On 05/01/2013 11:52, Igor Galić wrote:


----- Original Message -----
On Wednesday 02 January 2013, Eric Covener wrote:
On Wed, Jan 2, 2013 at 4:02 PM, Stefan Fritsch <s...@sfritsch.de>
wrote:
On Wednesday 02 January 2013, Jim Jagielski wrote:
For *real* improvement, wouldn't storing in socache be
the optimal method?

Yes. I fear there may be some knee-jerk reaction like "oh my god,
they are keeping all the passwords in plain-text". But if it
would be limited to the shmcb socache provider, and if the
passwords would be cleared after some time of not being used, I
don't see any real security problems. Any other opinions?

For authentication, can you already opt-in to effectively this with
the mod_authn_socache?

No, mod_authn_socache only caches the lookup of the password hash. It
avoids having to open the password file/dbm/whatever but it still
calls apr_password_validate() every time. Maybe it should be extended
to also cache the real password and the result of
apr_password_validate()?


Stupid question time:
Why can't we store the password *hash* in the socache instead of
the plain-text password?

i


Igor, that is exactly what Stefan is says already happens with mod_authn_socache, unless I grossly misread...

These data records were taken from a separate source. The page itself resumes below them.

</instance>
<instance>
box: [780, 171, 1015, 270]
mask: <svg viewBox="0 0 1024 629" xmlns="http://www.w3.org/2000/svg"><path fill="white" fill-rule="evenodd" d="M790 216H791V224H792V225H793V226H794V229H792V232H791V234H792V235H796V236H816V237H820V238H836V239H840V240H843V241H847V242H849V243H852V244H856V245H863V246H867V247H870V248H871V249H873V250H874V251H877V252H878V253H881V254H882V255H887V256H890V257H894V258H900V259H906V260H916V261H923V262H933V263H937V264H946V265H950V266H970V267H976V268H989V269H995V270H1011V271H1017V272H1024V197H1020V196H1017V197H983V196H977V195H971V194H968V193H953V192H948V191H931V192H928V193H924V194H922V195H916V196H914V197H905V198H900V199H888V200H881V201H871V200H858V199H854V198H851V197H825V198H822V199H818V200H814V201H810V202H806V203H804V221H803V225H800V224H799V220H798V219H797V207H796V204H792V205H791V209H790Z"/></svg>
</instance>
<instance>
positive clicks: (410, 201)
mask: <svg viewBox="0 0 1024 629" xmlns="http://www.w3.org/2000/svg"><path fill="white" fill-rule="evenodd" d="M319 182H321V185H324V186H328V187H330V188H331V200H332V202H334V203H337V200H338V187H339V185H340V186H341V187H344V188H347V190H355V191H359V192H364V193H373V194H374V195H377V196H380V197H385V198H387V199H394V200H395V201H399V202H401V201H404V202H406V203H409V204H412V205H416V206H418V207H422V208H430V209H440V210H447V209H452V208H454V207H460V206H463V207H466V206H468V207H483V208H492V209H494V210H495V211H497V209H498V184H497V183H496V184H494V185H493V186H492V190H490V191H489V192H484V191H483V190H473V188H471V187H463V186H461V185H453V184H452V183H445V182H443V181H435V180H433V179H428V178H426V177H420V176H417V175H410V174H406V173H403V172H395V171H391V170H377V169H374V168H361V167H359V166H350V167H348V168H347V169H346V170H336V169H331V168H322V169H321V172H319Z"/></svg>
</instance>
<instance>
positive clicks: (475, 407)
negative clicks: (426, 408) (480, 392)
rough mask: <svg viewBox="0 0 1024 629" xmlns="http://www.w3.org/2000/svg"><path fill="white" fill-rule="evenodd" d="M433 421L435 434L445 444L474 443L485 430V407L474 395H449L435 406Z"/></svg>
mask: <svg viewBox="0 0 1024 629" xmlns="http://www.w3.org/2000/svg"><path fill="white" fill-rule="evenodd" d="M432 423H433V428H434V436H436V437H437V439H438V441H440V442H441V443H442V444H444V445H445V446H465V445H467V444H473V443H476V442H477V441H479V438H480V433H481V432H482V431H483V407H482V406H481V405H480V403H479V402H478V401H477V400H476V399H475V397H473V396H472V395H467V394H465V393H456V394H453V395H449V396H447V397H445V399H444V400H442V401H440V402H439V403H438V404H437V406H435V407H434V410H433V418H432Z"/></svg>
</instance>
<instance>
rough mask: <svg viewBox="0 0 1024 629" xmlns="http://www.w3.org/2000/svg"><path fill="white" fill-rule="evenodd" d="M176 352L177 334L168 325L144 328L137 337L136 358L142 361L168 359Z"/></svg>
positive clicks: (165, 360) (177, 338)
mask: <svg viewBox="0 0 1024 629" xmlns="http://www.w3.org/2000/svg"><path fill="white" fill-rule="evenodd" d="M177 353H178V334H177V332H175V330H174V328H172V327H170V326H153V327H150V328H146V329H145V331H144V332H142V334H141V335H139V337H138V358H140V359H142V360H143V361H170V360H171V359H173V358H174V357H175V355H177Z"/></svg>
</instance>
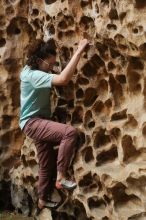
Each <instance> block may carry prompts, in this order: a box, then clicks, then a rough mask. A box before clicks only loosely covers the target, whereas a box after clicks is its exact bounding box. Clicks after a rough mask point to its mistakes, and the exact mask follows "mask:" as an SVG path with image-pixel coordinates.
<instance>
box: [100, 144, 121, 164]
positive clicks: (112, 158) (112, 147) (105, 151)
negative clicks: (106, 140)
mask: <svg viewBox="0 0 146 220" xmlns="http://www.w3.org/2000/svg"><path fill="white" fill-rule="evenodd" d="M117 157H118V151H117V146H116V145H114V144H113V145H112V146H111V149H110V150H108V151H103V152H101V153H100V154H98V155H97V157H96V160H97V162H96V166H100V165H101V164H104V163H107V162H112V161H113V160H115V159H116V158H117Z"/></svg>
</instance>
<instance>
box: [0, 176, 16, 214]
mask: <svg viewBox="0 0 146 220" xmlns="http://www.w3.org/2000/svg"><path fill="white" fill-rule="evenodd" d="M0 195H1V196H0V211H3V210H10V211H13V210H14V207H13V205H12V199H11V183H10V181H4V180H1V181H0Z"/></svg>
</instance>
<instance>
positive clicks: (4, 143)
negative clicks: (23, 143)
mask: <svg viewBox="0 0 146 220" xmlns="http://www.w3.org/2000/svg"><path fill="white" fill-rule="evenodd" d="M12 138H13V137H12V134H11V131H10V130H9V131H8V132H6V133H4V134H2V135H1V148H2V149H3V151H7V148H8V146H9V145H10V143H11V141H12Z"/></svg>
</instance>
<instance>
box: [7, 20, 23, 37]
mask: <svg viewBox="0 0 146 220" xmlns="http://www.w3.org/2000/svg"><path fill="white" fill-rule="evenodd" d="M17 22H18V21H17V19H15V18H14V19H12V20H11V21H10V24H9V25H8V27H7V34H8V35H10V36H11V35H17V34H20V33H21V30H20V27H18V23H17Z"/></svg>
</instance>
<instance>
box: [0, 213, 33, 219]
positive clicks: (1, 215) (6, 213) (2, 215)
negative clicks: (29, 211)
mask: <svg viewBox="0 0 146 220" xmlns="http://www.w3.org/2000/svg"><path fill="white" fill-rule="evenodd" d="M0 220H33V218H32V217H24V216H23V215H20V214H16V213H11V212H0Z"/></svg>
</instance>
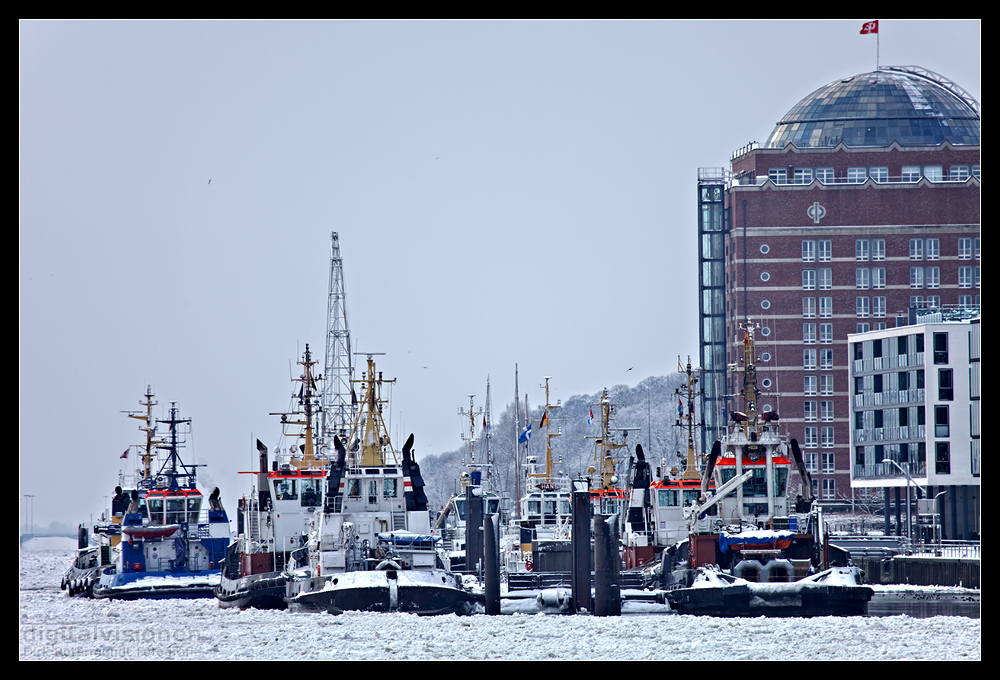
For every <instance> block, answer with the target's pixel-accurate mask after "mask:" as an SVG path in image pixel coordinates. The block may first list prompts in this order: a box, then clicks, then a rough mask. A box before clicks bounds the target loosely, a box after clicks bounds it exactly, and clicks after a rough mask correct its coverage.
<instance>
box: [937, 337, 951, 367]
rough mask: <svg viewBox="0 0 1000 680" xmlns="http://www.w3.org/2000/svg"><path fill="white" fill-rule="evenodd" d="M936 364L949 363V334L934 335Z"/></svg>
mask: <svg viewBox="0 0 1000 680" xmlns="http://www.w3.org/2000/svg"><path fill="white" fill-rule="evenodd" d="M934 363H935V364H946V363H948V334H947V333H935V334H934Z"/></svg>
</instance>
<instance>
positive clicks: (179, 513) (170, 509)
mask: <svg viewBox="0 0 1000 680" xmlns="http://www.w3.org/2000/svg"><path fill="white" fill-rule="evenodd" d="M184 518H185V514H184V498H183V497H181V498H168V499H167V524H180V523H181V522H183V521H185V519H184Z"/></svg>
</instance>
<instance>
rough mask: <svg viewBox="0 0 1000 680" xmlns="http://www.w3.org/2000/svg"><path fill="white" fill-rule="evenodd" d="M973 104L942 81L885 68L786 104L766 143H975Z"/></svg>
mask: <svg viewBox="0 0 1000 680" xmlns="http://www.w3.org/2000/svg"><path fill="white" fill-rule="evenodd" d="M979 124H980V116H979V104H978V102H976V101H975V100H974V99H973V98H972V97H971V96H969V95H968V94H967V93H966V92H965V91H964V90H962V88H960V87H958V86H957V85H955V84H954V83H951V82H950V81H948V80H947V79H945V78H943V77H941V76H939V75H937V74H936V73H932V72H930V71H926V70H923V69H919V68H917V67H913V66H889V67H884V68H882V69H879V70H878V71H875V72H871V73H861V74H859V75H856V76H851V77H850V78H843V79H841V80H836V81H834V82H832V83H830V84H829V85H824V86H823V87H821V88H819V89H818V90H816V91H815V92H813V93H811V94H810V95H809V96H807V97H805V98H804V99H803V100H802V101H800V102H799V103H798V104H796V105H795V106H793V107H792V109H791V110H790V111H789V112H788V113H787V114H786V115H785V117H784V118H782V119H781V121H779V122H778V125H777V126H776V127H775V128H774V132H772V133H771V136H770V138H769V139H768V143H767V145H766V146H769V147H779V148H780V147H783V146H784V145H785V144H788V143H789V142H791V143H792V144H794V145H795V146H797V147H800V148H802V147H810V146H811V147H823V146H836V145H837V144H839V143H840V142H843V143H844V144H846V145H847V146H889V145H890V144H891V143H892V142H897V143H898V144H899V145H900V146H925V145H937V144H940V143H941V142H943V141H944V140H946V139H947V140H948V141H950V142H951V143H952V144H979V143H980V142H979Z"/></svg>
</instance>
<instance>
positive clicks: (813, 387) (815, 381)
mask: <svg viewBox="0 0 1000 680" xmlns="http://www.w3.org/2000/svg"><path fill="white" fill-rule="evenodd" d="M802 394H804V395H805V396H807V397H812V396H815V395H816V376H814V375H807V376H804V377H803V378H802Z"/></svg>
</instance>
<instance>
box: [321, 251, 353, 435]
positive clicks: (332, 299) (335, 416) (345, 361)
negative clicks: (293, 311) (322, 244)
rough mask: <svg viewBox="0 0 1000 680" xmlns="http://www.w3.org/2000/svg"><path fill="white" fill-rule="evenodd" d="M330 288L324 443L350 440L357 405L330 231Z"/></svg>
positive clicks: (342, 283)
mask: <svg viewBox="0 0 1000 680" xmlns="http://www.w3.org/2000/svg"><path fill="white" fill-rule="evenodd" d="M330 240H331V255H330V287H329V298H328V300H327V306H326V317H327V326H326V364H325V367H324V374H323V375H324V377H325V381H324V383H323V400H322V406H323V409H322V411H323V418H322V427H321V430H320V436H321V439H322V441H323V442H324V443H329V442H330V441H332V440H333V437H334V435H339V436H340V438H341V439H342V440H343V441H348V440H349V439H350V436H349V435H350V434H351V432H350V431H349V430H350V429H351V427H353V425H354V421H355V420H356V416H357V413H356V404H355V402H354V400H352V399H351V377H352V376H353V375H354V373H353V371H354V365H353V363H352V361H353V359H352V356H353V355H352V354H351V332H350V329H349V328H348V324H347V294H346V293H345V292H344V262H343V259H342V258H341V256H340V238H339V236H338V235H337V232H332V233H331V234H330Z"/></svg>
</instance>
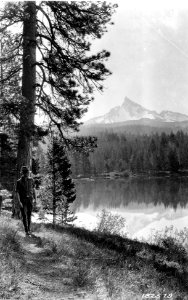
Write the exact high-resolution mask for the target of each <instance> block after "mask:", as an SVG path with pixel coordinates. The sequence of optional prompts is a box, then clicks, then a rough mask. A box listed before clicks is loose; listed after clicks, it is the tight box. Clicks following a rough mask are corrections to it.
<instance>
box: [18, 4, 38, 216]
mask: <svg viewBox="0 0 188 300" xmlns="http://www.w3.org/2000/svg"><path fill="white" fill-rule="evenodd" d="M24 17H25V19H24V22H23V73H22V96H23V100H22V109H21V113H20V131H19V140H18V153H17V178H19V177H20V170H21V167H22V166H23V165H26V166H28V167H29V168H30V167H31V160H32V156H31V152H32V140H33V134H34V115H35V101H36V92H35V90H36V3H35V1H26V2H25V11H24ZM13 202H14V206H15V208H14V209H15V214H16V215H18V213H19V208H18V205H17V204H16V202H17V201H16V199H15V201H13Z"/></svg>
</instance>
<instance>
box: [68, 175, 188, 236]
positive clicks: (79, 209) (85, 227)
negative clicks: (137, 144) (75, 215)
mask: <svg viewBox="0 0 188 300" xmlns="http://www.w3.org/2000/svg"><path fill="white" fill-rule="evenodd" d="M76 188H77V199H76V201H75V202H74V203H73V205H72V209H73V210H74V212H75V213H76V215H77V216H78V219H77V220H76V222H75V223H76V225H78V226H83V227H85V228H88V229H93V228H95V227H96V224H97V221H98V218H97V215H98V213H99V212H101V211H102V209H105V210H107V211H110V212H112V213H117V214H119V215H121V216H123V217H125V219H126V223H127V231H128V233H129V236H130V237H132V238H142V237H144V238H146V239H147V238H148V236H149V235H150V234H151V230H153V229H154V230H163V229H164V228H165V227H166V226H168V227H169V226H171V225H173V226H174V227H175V228H177V229H183V228H184V227H186V226H188V177H168V178H167V177H163V178H153V177H151V178H147V177H146V178H145V177H142V178H140V177H139V178H138V177H137V178H136V177H135V178H123V179H115V180H109V179H107V180H106V179H91V180H90V179H79V180H76Z"/></svg>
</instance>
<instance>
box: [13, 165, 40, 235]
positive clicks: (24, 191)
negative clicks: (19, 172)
mask: <svg viewBox="0 0 188 300" xmlns="http://www.w3.org/2000/svg"><path fill="white" fill-rule="evenodd" d="M16 192H17V196H18V202H19V205H20V211H21V214H22V221H23V225H24V229H25V233H26V235H27V236H29V235H31V231H30V226H31V213H32V208H33V199H35V198H36V197H35V189H34V181H33V178H31V177H30V176H29V169H28V167H26V166H23V167H22V176H21V178H20V179H19V180H18V181H17V184H16Z"/></svg>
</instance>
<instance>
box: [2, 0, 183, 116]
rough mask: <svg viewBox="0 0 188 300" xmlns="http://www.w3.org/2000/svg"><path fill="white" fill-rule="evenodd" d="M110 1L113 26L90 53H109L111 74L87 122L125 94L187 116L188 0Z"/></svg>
mask: <svg viewBox="0 0 188 300" xmlns="http://www.w3.org/2000/svg"><path fill="white" fill-rule="evenodd" d="M3 2H4V1H3ZM3 2H1V5H3ZM5 2H6V1H5ZM107 2H108V1H107ZM110 2H111V3H117V4H118V8H117V9H116V13H115V14H114V15H113V17H112V21H113V22H114V25H113V26H112V25H109V26H108V32H107V33H105V34H104V36H103V37H102V38H101V39H99V40H95V41H93V43H92V52H98V51H101V50H103V49H106V50H108V51H110V53H111V56H110V58H109V60H108V62H106V63H105V64H106V66H107V67H108V68H109V70H110V71H111V72H112V75H111V76H109V77H108V78H107V79H106V80H105V81H104V91H103V93H101V92H96V93H95V94H94V97H95V100H94V101H93V102H92V103H91V104H90V106H89V109H88V112H87V113H86V114H85V116H84V118H83V121H85V120H88V119H91V118H93V117H97V116H100V115H103V114H105V113H107V112H108V111H109V110H110V109H111V108H113V107H115V106H118V105H121V104H122V103H123V101H124V98H125V97H128V98H129V99H131V100H133V101H134V102H136V103H138V104H140V105H142V106H144V107H145V108H148V109H150V110H155V111H157V112H161V111H162V110H170V111H174V112H180V113H184V114H187V115H188V1H187V0H157V1H156V0H131V1H130V0H129V1H128V0H111V1H110Z"/></svg>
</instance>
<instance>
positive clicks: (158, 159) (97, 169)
mask: <svg viewBox="0 0 188 300" xmlns="http://www.w3.org/2000/svg"><path fill="white" fill-rule="evenodd" d="M96 135H97V132H96ZM97 137H98V148H97V149H96V150H95V151H94V152H93V153H90V155H88V156H87V155H85V154H83V153H74V154H72V157H71V162H72V171H73V174H74V175H79V174H83V175H97V174H100V173H103V172H112V171H118V172H123V171H129V172H134V173H139V172H158V171H171V172H177V171H178V170H180V169H181V170H182V169H184V170H185V169H188V134H187V133H184V132H183V131H178V132H177V133H172V132H171V133H169V134H167V133H165V132H163V133H161V134H158V133H153V134H150V135H134V134H131V133H129V134H122V133H114V132H109V131H108V132H100V133H98V136H97Z"/></svg>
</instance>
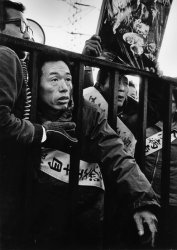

I'd be +1 allowing for a directive to hash the plaintext in socache, if it wasn't the default. I'd probably be +0 to it being the default, but only because I don't see myself as having tuits to look closely enough at shmcb cache to really understand the security implications for myself; but if the sysadmin is already opt-ing in for any sort of authentication caching, then (s)he already is aware of a hypothetical chance for a security compromise on the system to some degree or another.